Apache Hive on Amazon EMR

Apache Hive is an open-source, distributed, fault-tolerant system that provides data warehouse-like query capabilities. It enables users to read, write, and manage petabytes of data using a SQL-like interface. Learn more about Apache Hive here.

Apache Hive is natively supported in Amazon EMR, and you can quickly and easily create managed Apache Hive clusters from the AWS Management Console, AWS CLI, or the Amazon EMR API. Additionally, you can leverage additional Amazon EMR features, including direct connectivity to Amazon DynamoDB or Amazon S3 for storage, integration with the AWS Glue Data Catalog, AWS Lake Formation, Amazon RDS, or Amazon Aurora to configure an external metastore, and EMR Managed Scaling to add or remove instances from your cluster.

Features and benefits

High availability

You can launch an EMR cluster with multiple master nodes to support high availability for Apache Hive. Amazon EMR automatically fails over to a standby master node if the primary master node fails or if critical processes, like Resource Manager or Name Node, crash. This means that you can run Apache Hive on EMR clusters without interruption.

Managed scaling

Amazon EMR allows you to define EMR Managed Scaling for Apache Hive clusters to help you optimize your resource usage. With EMR Managed Scaling, you can automatically resize your cluster for best performance at the lowest possible cost. With EMR Managed Scaling you specify the minimum and maximum compute limits for your clusters and Amazon EMR automatically resizes them for best performance and resource utilization.
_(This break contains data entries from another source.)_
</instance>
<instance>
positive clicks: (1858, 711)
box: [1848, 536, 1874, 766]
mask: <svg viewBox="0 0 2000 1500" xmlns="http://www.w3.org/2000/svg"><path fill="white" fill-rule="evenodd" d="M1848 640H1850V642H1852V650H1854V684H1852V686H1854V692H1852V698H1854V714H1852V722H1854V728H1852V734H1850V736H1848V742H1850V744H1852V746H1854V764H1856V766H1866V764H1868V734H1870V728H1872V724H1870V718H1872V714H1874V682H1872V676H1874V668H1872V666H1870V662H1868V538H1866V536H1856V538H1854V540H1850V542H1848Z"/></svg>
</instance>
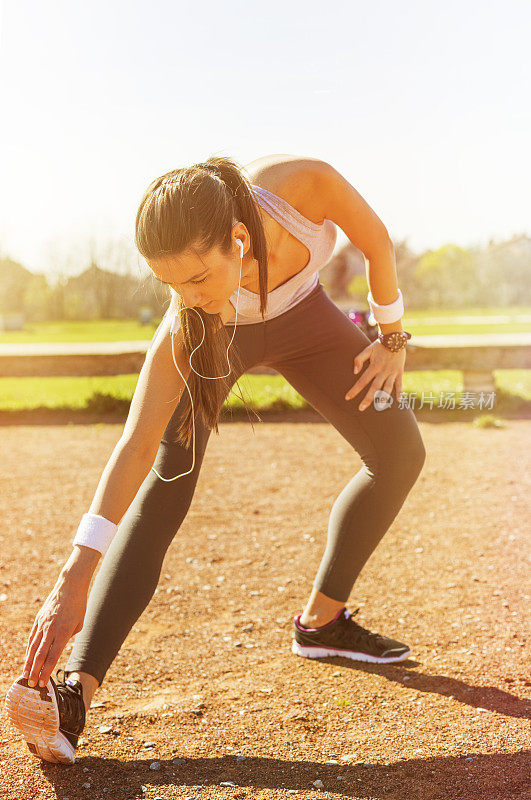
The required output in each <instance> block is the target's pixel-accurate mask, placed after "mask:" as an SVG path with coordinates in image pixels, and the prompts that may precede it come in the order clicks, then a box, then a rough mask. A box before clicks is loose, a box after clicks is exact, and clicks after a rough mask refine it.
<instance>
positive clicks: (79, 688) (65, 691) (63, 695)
mask: <svg viewBox="0 0 531 800" xmlns="http://www.w3.org/2000/svg"><path fill="white" fill-rule="evenodd" d="M60 672H62V673H63V675H62V677H61V678H59V673H60ZM55 675H56V678H57V680H56V687H57V694H58V696H59V704H60V709H59V711H60V716H61V729H62V730H64V731H66V732H67V733H72V734H74V735H77V733H78V731H77V730H75V729H76V728H78V729H79V725H80V723H81V725H82V726H83V725H84V724H85V702H84V700H83V688H82V686H81V685H79V684H78V685H75V686H72V685H71V684H67V683H66V678H67V674H66V672H65V671H64V669H62V668H59V669H57V670H56V672H55ZM80 701H81V702H80ZM72 728H74V730H72Z"/></svg>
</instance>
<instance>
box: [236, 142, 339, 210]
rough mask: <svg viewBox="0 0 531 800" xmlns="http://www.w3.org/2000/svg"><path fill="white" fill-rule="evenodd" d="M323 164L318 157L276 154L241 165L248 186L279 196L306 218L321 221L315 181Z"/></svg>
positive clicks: (317, 197) (256, 159)
mask: <svg viewBox="0 0 531 800" xmlns="http://www.w3.org/2000/svg"><path fill="white" fill-rule="evenodd" d="M326 166H327V165H326V163H325V162H324V161H321V160H320V159H318V158H310V157H308V156H295V155H289V154H285V153H280V154H278V153H276V154H272V155H267V156H262V157H261V158H257V159H255V160H254V161H251V162H249V164H245V165H244V169H245V172H246V173H247V176H248V177H249V179H250V181H251V183H252V184H254V185H255V186H260V187H261V188H262V189H268V190H269V191H270V192H273V193H274V194H276V195H278V196H280V197H282V198H283V199H284V200H286V201H287V202H288V203H289V204H290V205H292V206H293V207H294V208H296V209H297V210H298V211H300V212H301V214H303V215H304V216H305V217H307V218H308V219H311V220H314V221H315V222H317V223H320V222H321V221H322V218H323V217H322V209H320V208H318V205H319V194H318V193H316V192H314V191H313V189H314V187H315V181H316V178H317V176H318V175H319V171H320V170H321V169H325V168H326Z"/></svg>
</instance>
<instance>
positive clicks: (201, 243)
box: [135, 156, 267, 447]
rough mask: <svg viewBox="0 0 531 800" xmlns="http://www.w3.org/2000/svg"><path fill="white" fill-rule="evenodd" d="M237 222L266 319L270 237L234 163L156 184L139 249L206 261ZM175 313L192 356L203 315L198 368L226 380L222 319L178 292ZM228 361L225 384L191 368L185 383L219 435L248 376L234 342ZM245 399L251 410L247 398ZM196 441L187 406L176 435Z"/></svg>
mask: <svg viewBox="0 0 531 800" xmlns="http://www.w3.org/2000/svg"><path fill="white" fill-rule="evenodd" d="M238 220H239V221H241V222H243V223H244V224H245V226H246V227H247V230H248V231H249V234H250V237H251V249H252V256H253V258H255V259H256V260H257V261H258V269H259V284H260V312H261V314H262V319H263V317H264V314H265V311H266V307H267V247H266V238H265V232H264V228H263V225H262V221H261V219H260V215H259V213H258V211H257V208H256V200H255V196H254V193H253V190H252V188H251V183H250V181H249V179H248V178H247V177H245V176H244V175H243V167H241V166H240V165H238V164H237V163H236V162H235V161H234V160H233V159H231V158H228V157H226V156H211V157H210V158H208V159H207V160H206V161H205V162H201V163H199V164H193V165H192V166H190V167H181V168H180V169H175V170H172V171H171V172H167V173H166V174H165V175H161V176H160V178H156V179H155V180H154V181H152V182H151V184H150V185H149V186H148V188H147V190H146V192H145V193H144V196H143V197H142V200H141V202H140V206H139V208H138V211H137V215H136V222H135V244H136V247H137V249H138V251H139V253H140V254H141V255H142V256H143V257H144V258H145V259H155V258H158V257H160V256H165V255H179V254H181V253H183V252H184V251H186V250H191V251H193V252H194V253H196V254H197V255H199V257H201V256H203V255H205V254H206V253H208V252H209V250H210V249H211V248H212V247H216V246H218V247H219V248H220V250H221V252H222V253H223V254H228V253H229V252H230V249H231V230H232V227H233V225H234V224H235V223H236V221H238ZM181 309H184V310H181ZM175 311H176V312H179V317H180V320H181V329H182V334H183V346H184V349H185V352H186V353H187V354H188V357H190V355H191V353H192V351H193V350H194V348H195V347H196V346H197V345H198V344H199V342H200V341H201V338H202V336H203V330H202V325H201V321H200V320H199V319H197V316H196V315H197V314H200V315H201V317H202V320H203V322H204V325H205V338H204V341H203V344H202V345H201V347H199V349H198V350H196V352H195V353H194V361H193V363H194V369H196V370H197V372H199V373H201V375H212V376H214V375H224V374H225V373H226V372H227V370H228V366H229V365H228V363H227V346H228V344H229V341H230V339H229V334H228V332H227V330H226V329H225V328H224V326H223V322H222V320H221V317H220V315H219V314H207V313H206V312H205V311H204V309H201V308H197V309H196V310H195V311H190V310H189V309H186V308H185V306H184V301H183V299H182V297H181V296H180V295H179V294H177V292H175V291H173V297H172V298H171V301H170V305H169V307H168V309H167V311H166V314H169V313H171V314H173V312H175ZM231 333H232V331H231ZM229 360H230V365H231V372H230V373H229V375H228V376H227V377H226V378H222V379H219V380H204V379H202V378H201V377H199V375H196V374H195V372H194V371H193V370H192V371H191V372H190V375H189V377H188V381H187V382H188V387H189V389H190V392H191V394H192V398H193V406H194V417H196V416H197V415H198V414H199V413H200V414H201V416H202V419H203V422H204V424H205V425H206V426H207V427H209V428H210V429H213V430H215V431H216V433H217V434H219V430H218V424H217V423H218V420H219V416H220V413H221V409H222V406H223V402H224V399H225V397H226V396H227V394H228V393H229V391H230V389H231V387H232V384H233V382H234V372H240V373H241V372H242V371H243V367H242V363H241V358H240V356H239V354H238V351H237V349H236V348H235V346H234V342H233V344H232V345H231V347H230V349H229ZM231 376H232V378H231ZM236 385H238V384H237V382H236ZM239 388H240V387H239V385H238V389H239ZM240 396H241V395H240ZM241 399H242V401H243V403H244V405H245V406H246V407H247V404H246V403H245V400H244V398H243V397H242V396H241ZM247 408H248V407H247ZM191 439H192V407H191V404H188V405H187V408H186V412H185V413H184V415H183V419H182V421H181V422H180V424H179V427H178V429H177V441H179V442H181V443H182V444H184V445H185V446H186V447H189V445H190V442H191Z"/></svg>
EMR Managed Scaling continuously samples key metrics associated with the workloads running on clusters.

Fast performance

Amazon EMR 6.0.0 adds support for Hive LLAP, providing an average performance speedup of 2x over EMR 5.29. You can learn more here. You can now use S3 Select with Hive on Amazon EMR to improve performance. S3 Select allows applications to retrieve only a subset of data from an object, which reduces the amount of data transferred between Amazon EMR and Amazon S3. Amazon EMR also enables fast performance on complex Apache Hive queries. EMR uses Apache Tez by default, which is significantly faster than Apache MapReduce. Apache MapReduce uses multiple phases, so a complex Apache Hive query would get broken down into four or five jobs. Apache Tez is designed for more complex queries, so that same job on Apache Tez would run in one job, making it significantly faster than Apache MapReduce.

Flexible metastore options

With Amazon EMR, you have the option to leave the metastore as local or externalize it. EMR provides integration with the AWS Glue Data Catalog and AWS Lake Formation, so that EMR can pull information directly from Glue or Lake Formation to populate the metastore.

Customer success

Airbnb connects people with places to stay and things to do around the world with 2.9 million hosts listed, supporting 800k nightly stays. Airbnb uses Amazon EMR to run Apache Hive on a S3 data lake. Running Hive on the EMR clusters enables Airbnb analysts to perform ad hoc SQL queries on data stored in the S3 data lake. By migrating to a S3 data lake, Airbnb reduced expenses, can now do cost attribution, and increased the speed of Apache Spark jobs by three times their original speed.

Guardian gives 27 million members the security they deserve through insurance and wealth management products and services. Guardian uses Amazon EMR to run Apache Hive on a S3 data lake. Apache Hive is used for batch processing to enable fast queries on large datasets. The S3 data lake fuels Guardian Direct, a digital platform that allows consumers to research and purchase both Guardian products and third party products in the insurance sector.

FINRA – the Financial Industry Regulatory Authority – is the largest independent securities regulator in the United States, and monitors and regulates financial trading practices. FINRA uses Amazon EMR to run Apache Hive on a S3 data lake. Running Hive on the EMR clusters enables FINRA to process and analyze trade data of up to 90 billion events using SQL. The cloud data lake resulted in cost savings of up to $20 million compared to FINRA’s on-premises solution, and drastically reduced the time needed for recovery and upgrades.

Vanguard, an American registered investment advisor, is the largest provider of mutual funds and the second largest provider of exchange traded funds. Vanguard uses Amazon EMR to run Apache Hive on a S3 data lake. Data is stored in S3 and EMR builds a Hive metastore on top of that data. The Hive metastore contains all the metadata about the data and tables in the EMR cluster, which allows for easy data analysis. Hive also enables analysts to perform ad hoc SQL queries on data stored in the S3 data lake. Migrating to a S3 data lake with Amazon EMR has enabled 150+ data analysts to realize operational efficiency and has reduced EC2 and EMR costs by $600k.